The National Portrait Gallery at the Smithsonian in Washington, D.C. added a new piece to their collection Friday when they affixed a photograph of George Carlin to their prestigious walls. To celebrate the late comedian's newest achievement, George Carlin's official website has dug into the legendary comic's vaults and unearthed rarely heard recordings from throughout Carlin's career.
Carlin's daughter Kelly Carlin told NPR of the project, "I have a box of audiocassettes that my dad had kept over the years, starting with shows in the 1960s, ones that were important him, kind of seminal moments in his career. And we've been listening to them and archiving them."
One of the first performances uploaded on the Carlin site is a noteworthy one: In July 1972, Carlin was arrested at a Milwaukee Summerfest gig after delivering his obscene "Seven Words You Can Never Say on Television" routine. Carlin, who passed away in 2008 at the age of 71, was charged with disturbing the peace following the incident, but the charge was later dismissed. The "Filthy Words" routine was later put in front of the U.S. Supreme Court in 1978 after a New York radio station broadcast the routine, drawing the ire of the Federal Communications Commission and sparking a legal battle regarding what was acceptable to air.
The Carlin website relaunch kicks off what promises to be a busy few months that will spotlight the comedian's legacy. Recently, after years of campaigning, the New York City street where Carlin grew up – the 400 block of 121st Street – was renamed George Carlin Way. SiriusXM will also dedicate their Carlin's Corner comedy station to the comedian's 14 HBO specials, beginning with the satellite radio premiere of On Location: George Carlin at USC on April 1st, the Laugh Button reports.

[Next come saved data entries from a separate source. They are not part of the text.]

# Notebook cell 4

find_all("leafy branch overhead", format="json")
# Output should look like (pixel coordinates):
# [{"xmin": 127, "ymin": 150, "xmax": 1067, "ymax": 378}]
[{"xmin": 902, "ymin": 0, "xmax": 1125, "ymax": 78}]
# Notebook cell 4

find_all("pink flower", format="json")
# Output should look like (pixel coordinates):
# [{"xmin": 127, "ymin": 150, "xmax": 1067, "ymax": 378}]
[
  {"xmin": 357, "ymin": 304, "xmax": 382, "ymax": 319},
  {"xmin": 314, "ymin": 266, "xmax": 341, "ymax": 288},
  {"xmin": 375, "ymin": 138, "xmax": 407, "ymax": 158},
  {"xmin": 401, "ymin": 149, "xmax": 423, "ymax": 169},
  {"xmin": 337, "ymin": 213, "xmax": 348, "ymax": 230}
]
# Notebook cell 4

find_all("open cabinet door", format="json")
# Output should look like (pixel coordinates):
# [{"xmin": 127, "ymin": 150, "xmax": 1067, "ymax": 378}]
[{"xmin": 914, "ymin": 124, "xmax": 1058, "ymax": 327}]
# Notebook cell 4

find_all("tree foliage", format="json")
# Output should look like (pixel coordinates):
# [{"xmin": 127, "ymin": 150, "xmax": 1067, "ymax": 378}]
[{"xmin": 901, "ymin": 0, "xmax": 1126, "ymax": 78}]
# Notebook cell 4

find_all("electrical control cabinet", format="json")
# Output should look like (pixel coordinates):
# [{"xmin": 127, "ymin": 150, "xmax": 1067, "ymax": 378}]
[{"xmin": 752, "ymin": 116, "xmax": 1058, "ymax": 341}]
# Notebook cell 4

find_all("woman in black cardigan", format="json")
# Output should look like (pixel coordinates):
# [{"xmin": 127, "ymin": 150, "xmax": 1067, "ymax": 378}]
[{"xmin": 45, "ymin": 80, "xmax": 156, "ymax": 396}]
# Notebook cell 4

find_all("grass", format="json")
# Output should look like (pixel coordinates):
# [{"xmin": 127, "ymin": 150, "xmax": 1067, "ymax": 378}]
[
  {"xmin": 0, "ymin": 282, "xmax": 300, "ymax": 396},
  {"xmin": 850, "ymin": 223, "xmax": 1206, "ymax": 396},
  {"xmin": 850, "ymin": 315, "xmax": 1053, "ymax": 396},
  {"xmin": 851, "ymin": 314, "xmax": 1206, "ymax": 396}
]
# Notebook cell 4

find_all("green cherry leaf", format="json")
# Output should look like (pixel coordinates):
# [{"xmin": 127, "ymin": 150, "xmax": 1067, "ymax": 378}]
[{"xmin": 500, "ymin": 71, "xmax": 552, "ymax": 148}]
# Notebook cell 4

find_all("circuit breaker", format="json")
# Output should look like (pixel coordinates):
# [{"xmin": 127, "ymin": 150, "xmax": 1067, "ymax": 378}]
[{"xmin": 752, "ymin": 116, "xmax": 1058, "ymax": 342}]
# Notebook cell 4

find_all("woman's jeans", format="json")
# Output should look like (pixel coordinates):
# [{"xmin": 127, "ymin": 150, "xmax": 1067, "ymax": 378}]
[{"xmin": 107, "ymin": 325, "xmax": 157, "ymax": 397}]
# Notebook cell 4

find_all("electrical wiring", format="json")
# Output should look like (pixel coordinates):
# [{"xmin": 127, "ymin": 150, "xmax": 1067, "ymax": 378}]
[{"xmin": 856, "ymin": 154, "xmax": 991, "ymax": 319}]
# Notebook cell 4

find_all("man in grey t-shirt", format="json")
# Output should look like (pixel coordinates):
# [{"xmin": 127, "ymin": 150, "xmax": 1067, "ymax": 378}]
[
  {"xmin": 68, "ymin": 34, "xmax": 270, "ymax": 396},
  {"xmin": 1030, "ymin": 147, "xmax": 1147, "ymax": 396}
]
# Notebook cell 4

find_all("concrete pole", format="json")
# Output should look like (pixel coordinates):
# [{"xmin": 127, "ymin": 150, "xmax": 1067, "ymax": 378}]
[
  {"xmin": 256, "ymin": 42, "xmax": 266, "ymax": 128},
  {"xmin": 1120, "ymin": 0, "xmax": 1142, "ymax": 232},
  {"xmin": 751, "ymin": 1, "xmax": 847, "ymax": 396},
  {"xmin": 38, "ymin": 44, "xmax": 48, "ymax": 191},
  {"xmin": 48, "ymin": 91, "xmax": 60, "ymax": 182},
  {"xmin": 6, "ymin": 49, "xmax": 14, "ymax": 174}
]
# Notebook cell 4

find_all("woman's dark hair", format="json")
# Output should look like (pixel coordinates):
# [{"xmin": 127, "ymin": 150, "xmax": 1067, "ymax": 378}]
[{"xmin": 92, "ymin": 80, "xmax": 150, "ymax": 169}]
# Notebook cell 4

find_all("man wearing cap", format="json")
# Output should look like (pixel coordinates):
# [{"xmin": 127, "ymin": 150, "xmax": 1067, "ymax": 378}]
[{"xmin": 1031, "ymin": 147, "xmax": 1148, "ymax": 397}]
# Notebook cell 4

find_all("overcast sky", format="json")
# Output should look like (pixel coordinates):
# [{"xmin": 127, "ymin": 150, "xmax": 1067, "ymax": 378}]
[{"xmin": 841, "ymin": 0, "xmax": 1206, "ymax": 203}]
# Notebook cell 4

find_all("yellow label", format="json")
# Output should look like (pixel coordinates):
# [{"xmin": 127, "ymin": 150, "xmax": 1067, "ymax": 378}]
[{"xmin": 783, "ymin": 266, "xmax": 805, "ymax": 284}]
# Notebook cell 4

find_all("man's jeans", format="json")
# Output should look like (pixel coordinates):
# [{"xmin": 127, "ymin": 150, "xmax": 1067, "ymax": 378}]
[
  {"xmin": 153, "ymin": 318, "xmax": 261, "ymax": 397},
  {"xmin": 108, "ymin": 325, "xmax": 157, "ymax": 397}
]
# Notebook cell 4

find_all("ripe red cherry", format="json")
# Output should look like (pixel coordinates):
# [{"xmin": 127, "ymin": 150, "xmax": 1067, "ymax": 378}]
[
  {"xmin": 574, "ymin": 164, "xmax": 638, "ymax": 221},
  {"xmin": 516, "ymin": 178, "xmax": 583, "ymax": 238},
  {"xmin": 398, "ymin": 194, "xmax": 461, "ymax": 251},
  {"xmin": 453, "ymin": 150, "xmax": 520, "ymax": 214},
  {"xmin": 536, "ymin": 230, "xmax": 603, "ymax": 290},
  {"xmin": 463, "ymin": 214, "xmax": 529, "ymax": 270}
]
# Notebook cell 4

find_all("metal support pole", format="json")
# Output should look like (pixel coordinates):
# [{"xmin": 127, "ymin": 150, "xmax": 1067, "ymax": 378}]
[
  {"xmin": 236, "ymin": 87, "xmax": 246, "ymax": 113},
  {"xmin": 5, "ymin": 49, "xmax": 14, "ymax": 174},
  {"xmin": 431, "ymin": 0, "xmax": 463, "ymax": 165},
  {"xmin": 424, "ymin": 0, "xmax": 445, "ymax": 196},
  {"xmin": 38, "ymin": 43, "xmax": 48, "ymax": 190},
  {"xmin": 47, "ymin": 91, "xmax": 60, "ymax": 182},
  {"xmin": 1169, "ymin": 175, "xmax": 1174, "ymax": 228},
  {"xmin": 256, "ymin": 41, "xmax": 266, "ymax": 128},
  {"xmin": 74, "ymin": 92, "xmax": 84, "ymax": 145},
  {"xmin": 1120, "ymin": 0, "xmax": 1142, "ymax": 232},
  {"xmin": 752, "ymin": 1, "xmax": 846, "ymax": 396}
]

Kelly Carlin is also working on a memoir titled A Carlin Home Companion that's due out this fall. When asked whether her controversial, government-ridiculing father would approve of his picture being hung in the National Portrait Gallery, Kelly Carlin said, "I know he would have been thrilled, even though he was a man who stood up against all of our major institutions in this country. He was also a man who, because he had been kicked out of every institution he'd ever been a part of, like school and the Air Force, he had said to me and had admitted publicly that he craved acceptance from these places."